In January, 2nd Judicial District Attorney Kari Brandenberg announced open counts of murder against the two officers. These were the first charges for any APD officers involved in an on-the-job shooting.
Trace Rabern, a Santa Fe appellate attorney, explained what an open count of murder means.
An “open count” of murder in New Mexico means that the prosecutor is leaving all options open: She is charging each level, and each alternative theory of murder at each level, in the alternative at the same time. Technically an “open count” charges New Mexico’s highest degree of murder, first degree murder, in each of its alternatives, together with all of the lesser included offenses of each alternative theory of murder.Since prosecutors are in theory supposed to charge only the highest degree of crime that the facts support, charging an “open count” is supposed to mean that the prosecutor has concluded there is evidence to support, if they jury found it credible, a conviction for first-degree murder. First-degree murder carries a mandatory life sentence, eligible for application for parole after 30 years. (We no longer charge the death penalty in New Mexico, and our capital aggravating circumstances do not appear to apply to the Boyd shooting, but in theory an “open count” would permit any aggravating circumstances to be charged later. The penalty for such a capital charge is life with no possibility of parole.)

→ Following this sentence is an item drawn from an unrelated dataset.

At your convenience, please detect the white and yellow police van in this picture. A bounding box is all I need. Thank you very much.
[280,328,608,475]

“If the evidence shows you intentionally killed, but failed to form a deliberate and premeditated intent to kill, you are guilty of second degree intentional murder,” Rabern wrote later.
McGinn replaced Brandenberg because of a perceived conflict of interest in the case. McGinn has experienced cases involving APD before. The attorney represented the family of Christopher Torres in an officer-involved shooting case. That ended up with a $6 million settlement.
Brandenberg has been at odds with APD since news of the potential charges first were publicized. APD even investigated Brandenberg for bribery and intimidation, though the state Attorney General declined to file charges because of a lack of evidence.
There have been dozens of shootings involving APD, some fatal, in recent years.
The Boyd shooting was the most high profile incident by Albuquerque Police Department in recent years. The Department of Justice investigated APD and found “a pattern or practice of excessive force that violates the Constitution and federal law.” The City of Albuquerque now has a monitor from the DOJ and other reforms are being put into place.
The Boyd shooting happened just weeks before the DOJ report.
U.S. Rep. Michelle Lujan Grisham, a Democrat, has called for special prosecutors for all police shootings.